Home > Workload Solutions > High Performance Computing > White Papers > Dell Technologies Validated Design for Genomics with NVIDIA Clara Parabricks On AMD-powered Dell PowerEdge > Clara Parabricks secondary analysis pipeline
Analysis that is performed on NGS data is often described as a pipeline. A pipeline is a defined workflow consisting of a methods or operations collection where the output of one operation becomes the input for the next operation. Four critical operations—mapping, alignment, preprocessing, and variant calling—make up most secondary analysis WGS pipelines.
Clara Parabricks is a software suite for genomic analysis methods that are designed to take advantage of GPU acceleration. Many of the Clara Parabricks methods are functionally equivalent to existing open-source methods, often generating greater than 99.9% concordance. Clara Parabricks operations are stitched together to create a secondary analysis pipeline. This pipeline is best matched to the requirements for the sequencing application of interest such as germline or somatic analysis.
Clara Parabricks is available as either a Docker or Singularity container and uses various server GPU resources. The figure below highlights the Clara Parabricks v3.7.0-1 application suite.
Calling genetic variants present in an individual genome relies on millions to billions of short, error-prone sequence reads. The hand-crafted, parameterized statistical models that are used for variant calling still produce thousands of errors and missed variants in each genome. These errors are despite over a decade of effort by thousands of dedicated researchers (Poplin, 2016). Many groups run consensus variant calling pipelines that use more than one variant calling method to minimize the likelihood of missing a variant. Clara Parabricks contains multiple variant callers to enable this approach. For this study, the germline pipeline was used, and the steps are listed in the figure below.

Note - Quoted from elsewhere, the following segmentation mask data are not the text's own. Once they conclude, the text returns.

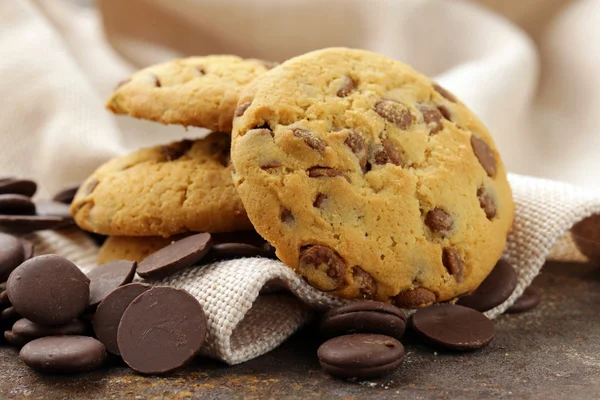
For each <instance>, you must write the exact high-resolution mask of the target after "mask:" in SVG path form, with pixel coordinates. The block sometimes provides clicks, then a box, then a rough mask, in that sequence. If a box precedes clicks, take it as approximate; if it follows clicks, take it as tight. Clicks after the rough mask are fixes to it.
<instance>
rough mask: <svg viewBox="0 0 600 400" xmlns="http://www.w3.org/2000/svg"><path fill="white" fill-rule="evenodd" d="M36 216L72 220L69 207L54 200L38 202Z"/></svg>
mask: <svg viewBox="0 0 600 400" xmlns="http://www.w3.org/2000/svg"><path fill="white" fill-rule="evenodd" d="M35 209H36V214H37V215H38V216H40V217H61V218H64V219H70V218H71V211H70V209H69V206H68V205H67V204H64V203H59V202H57V201H52V200H38V201H36V202H35Z"/></svg>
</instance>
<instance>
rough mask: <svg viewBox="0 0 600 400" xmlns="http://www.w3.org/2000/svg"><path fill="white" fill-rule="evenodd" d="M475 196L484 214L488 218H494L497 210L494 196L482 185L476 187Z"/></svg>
mask: <svg viewBox="0 0 600 400" xmlns="http://www.w3.org/2000/svg"><path fill="white" fill-rule="evenodd" d="M477 198H478V199H479V205H480V206H481V208H482V209H483V211H485V216H486V217H487V218H488V219H490V220H491V219H492V218H494V217H495V216H496V211H497V208H496V200H495V199H494V196H493V195H492V194H491V193H490V192H489V191H487V190H486V189H484V188H483V187H480V188H479V189H477Z"/></svg>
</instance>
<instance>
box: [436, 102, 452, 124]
mask: <svg viewBox="0 0 600 400" xmlns="http://www.w3.org/2000/svg"><path fill="white" fill-rule="evenodd" d="M438 111H439V112H440V113H441V114H442V115H443V116H444V118H446V119H447V120H448V121H452V113H451V112H450V110H449V109H448V107H446V106H444V105H441V106H438Z"/></svg>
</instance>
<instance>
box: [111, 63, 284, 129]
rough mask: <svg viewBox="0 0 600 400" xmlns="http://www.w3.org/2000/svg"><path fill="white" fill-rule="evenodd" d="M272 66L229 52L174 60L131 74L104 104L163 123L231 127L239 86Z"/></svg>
mask: <svg viewBox="0 0 600 400" xmlns="http://www.w3.org/2000/svg"><path fill="white" fill-rule="evenodd" d="M272 66H273V63H270V62H266V61H262V60H254V59H243V58H240V57H237V56H230V55H216V56H206V57H189V58H182V59H177V60H173V61H169V62H165V63H162V64H157V65H153V66H150V67H148V68H145V69H142V70H140V71H138V72H135V73H134V74H133V75H131V77H130V78H129V79H127V80H126V81H123V82H121V83H120V84H119V86H118V87H117V88H116V89H115V91H114V92H113V93H112V95H111V96H110V98H109V99H108V102H107V103H106V107H107V108H108V109H109V110H111V111H112V112H114V113H117V114H128V115H130V116H132V117H135V118H143V119H149V120H152V121H158V122H162V123H163V124H180V125H185V126H188V125H192V126H199V127H203V128H208V129H211V130H215V131H230V130H231V121H232V120H233V114H234V111H235V109H236V104H237V101H238V97H239V94H240V92H241V90H242V89H243V88H244V86H245V85H247V84H248V83H250V82H251V81H252V80H253V79H254V78H256V77H257V76H259V75H261V74H263V73H264V72H266V71H267V70H269V69H270V68H271V67H272Z"/></svg>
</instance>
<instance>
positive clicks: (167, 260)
mask: <svg viewBox="0 0 600 400" xmlns="http://www.w3.org/2000/svg"><path fill="white" fill-rule="evenodd" d="M211 247H212V240H211V236H210V234H209V233H198V234H196V235H192V236H188V237H186V238H184V239H181V240H178V241H176V242H175V243H172V244H170V245H168V246H166V247H163V248H162V249H160V250H158V251H157V252H154V253H152V254H150V255H149V256H148V257H146V258H145V259H144V260H142V262H140V264H139V265H138V267H137V273H138V275H139V276H141V277H142V278H147V279H159V278H164V277H165V276H168V275H171V274H174V273H175V272H177V271H180V270H182V269H184V268H187V267H189V266H191V265H193V264H195V263H196V262H198V261H200V260H201V259H202V258H203V257H204V256H205V255H206V253H208V251H209V250H210V248H211Z"/></svg>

DeepVariant, a variant calling method that Google developed, applies a deep convolutional neural network and has been shown to outperform expert driven statistical methods. However, calling variants for a 30x human genome, and writing the variants out to a gVCF file, takes approximately four hours. It also requires at least 1,024 compute cores. The Clara Parabricks GPU accelerated version of DeepVariant runs in less than 20 minutes for a 30x genome. The fast analysis time enables using DeepVariant alone, or with other germline callers like GATK HaplotypeCaller, while minimizing the potential of creating a secondary analysis backlog.